Gentle nodded. 'I'll be there,' she said as he scurried into the night, but she didn't think he could have heard for he peered straight ahead as he hurried along the gravel drive. Watching from the doorway, Gentle raised her arm to wave, but George carried on and all she could do was retreat into the house. Tears were looming as she attached the brass door chain and slid home the bolts. Severe sadness overtook her. The pleasant evening she had carefully and so delightedly prepared for had crumpled like the debris in Bridget Road. She felt as if she, too, had been demolished. If only she hadn’t insulted him so.
The following morning, still mentally damaged, Gentle busied herself in the house. To prevent further morose thoughts maturing she toiled like a Trojan at her chores. She changed and washed the bedclothes, tidied the wardrobe, ironed her blouses and stored them on hangers, and polished the bath until it shone. Then she embarked on a ground floor vacuuming session, whirring round like the crazy woman she felt. After a turbulent night spent constantly brooding and trying to interpret George's hasty exit she was, to some degree, unhinged.

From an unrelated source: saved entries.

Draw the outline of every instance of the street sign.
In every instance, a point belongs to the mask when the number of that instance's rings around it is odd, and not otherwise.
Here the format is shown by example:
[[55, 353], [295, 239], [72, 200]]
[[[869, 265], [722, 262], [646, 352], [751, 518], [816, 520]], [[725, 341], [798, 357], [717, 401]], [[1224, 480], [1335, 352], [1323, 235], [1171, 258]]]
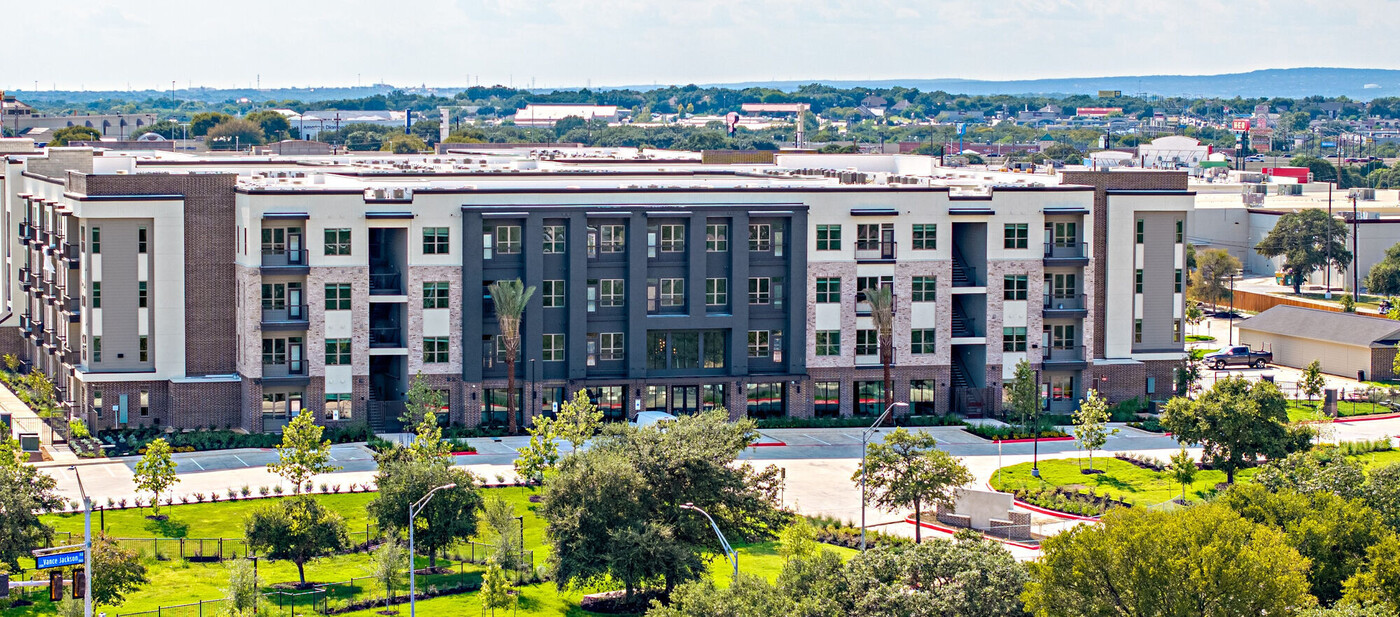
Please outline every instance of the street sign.
[[34, 558], [34, 567], [39, 570], [48, 568], [62, 568], [64, 566], [82, 565], [83, 552], [74, 551], [71, 553], [54, 553], [52, 555], [40, 555]]
[[1324, 147], [1324, 148], [1336, 148], [1336, 147], [1337, 147], [1337, 142], [1335, 142], [1335, 141], [1324, 141], [1324, 142], [1322, 142], [1322, 147]]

Library cleaning concluded, she wheeled the machine into the hall and steered it towards the cloakroom. She was in two minds about going to the park, anticipating that the afternoon would be futile. George would probably shun her, if he showed up at all, while she would be at a loss for words. Tweaking the arm of the red coat she wore most often and rearranging the shoulders on the hanger, Gentle persuaded herself that the black one would be more suitable today.
Chastising herself for being a fool, she switched on the vacuum and proceeded to clean under the padded bench that lined the wall. A chat with Polly would improve her mood; on the other hand, consultation might return her to fathomless doldrums. Gentle propelled the vacuum so vigorously under the bench that it became wedged behind one of the support posts. Exasperatedly, she flicked off the machine and stooped to free it. Trying to manoeuvre a hefty machine in such a confined space wasn’t easy and eventually she lay on her belly so that she could use both hands. Her fingers touched a number of lost items which she pulled out of the way: a brown glove, a pad of yellow post-it notes, and a leather purse.
With the appliance finally detached from its restraint, Gentle finished cleaning the void beneath the bench then started to pocket the things she had fished out, intending to put them in the bin. However, what she had taken for a purse was, in fact, a wallet, grey leather with initials in the corner. Distinctly baffled, she stood for some moments staring at it, running her fingers over the embossed letters: G.G.M. It was, it must be, the property of Gilbert Mellish. She collapsed onto the bench as comprehension developed and with it a certainty that enlightenment was near. The tremendous excitement that surged through her body clouded the belatedness of her find and the fact that in three years it had not earlier emerged.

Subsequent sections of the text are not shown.